Lucrecia se liberó del abrazo del argentino con expresión de alivio y le hizo un gesto conciliador con la mano.

—Es mosso —le explicó—. Investiga la muerte de Dana.

—Ah… —Alejandro tardó unos segundos en reaccionar—. Bien… esteee… me llamo Alejandro Paz, soy escritor y he publicado con la Editorial Universo varios libros de crecimiento personal, orientación humanista y coaching integral.

Gerard asintió con vigor. Ya se lo imaginaba. Ramón Aparicio le había hablado de él, y el tiparraco que tenía delante encajaba a la perfección con el retrato robot de un soplapollas.

—Bien, señor Paz —concedió—. Si no le importa, le ruego que salga al pasillo y espere a que yo acabe de hablar con ella. Y no se aleje, por favor. Después hablaré con usted.

—¿Hablar? —repitió Alejandro como si no entendiese el significado de aquella palabra—. ¿Está interrogando a Lucrecia?

—No te alteres, Alejandro —le consoló ella con suavidad—. Es normal que lo haga.

—¡No, no lo es! —Alejandro Paz abrió los ojos como platos y meneó la cabeza—. ¡No hablés, no digás, no confesés!

Lucrecia lo miró atónita.

—Alejandro, ¿qué te pasa?

Él tomó una mano de Lucrecia entre las suyas y la estrujó con ansia. Siempre que el argentino se ponía nervioso sacaba su acento más genuino.

—No digás nada si no es en presencia de un abogado, Lucrecia —murmuró con voz trémula—. Yo te buscaré el mejor.

—Alejandro, ¿qué insinúas? ¡Yo no necesito un abogado!
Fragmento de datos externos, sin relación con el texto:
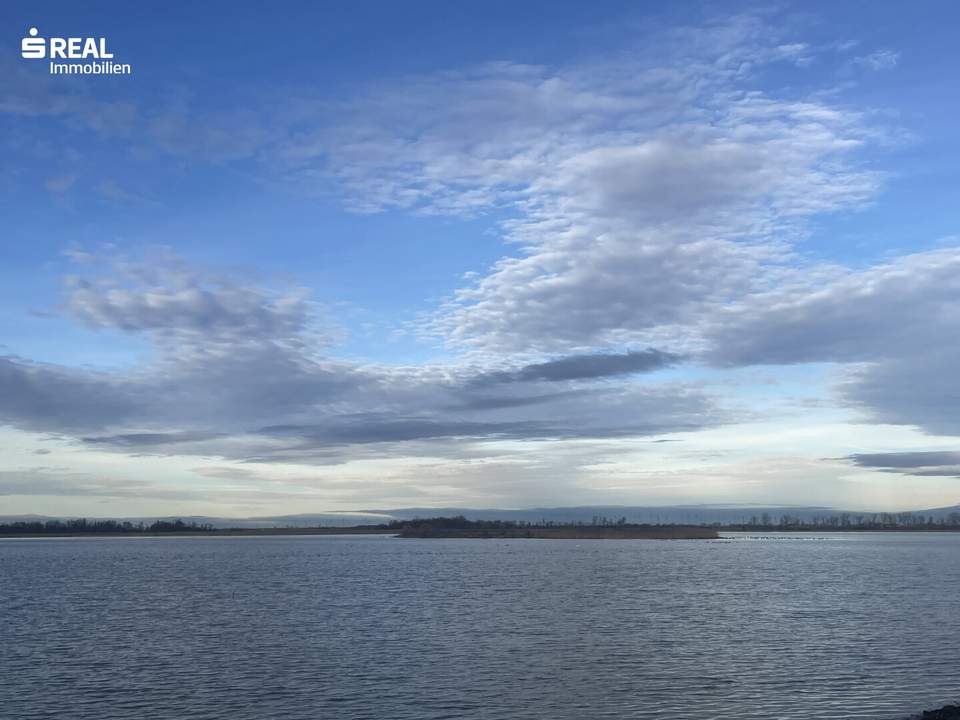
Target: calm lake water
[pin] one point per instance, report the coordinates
(844, 626)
—He hablado con Ramón, Lucrecia. Él me lo ha contado todo.

—¿Qué te ha contado?

—Soledad… Un crimen ritual.

—Alejandro, me estás poniendo nerviosa. —Lucrecia lanzó una mirada fugaz a Gerard, que la observaba con suma atención—. ¿Qué es lo que te ha dicho Ramón?

—¡Calla! —El argentino señaló a Gerard con un dedo tembloroso—. ¿No ves que todo lo que digás podrá utilizarlo contra vos?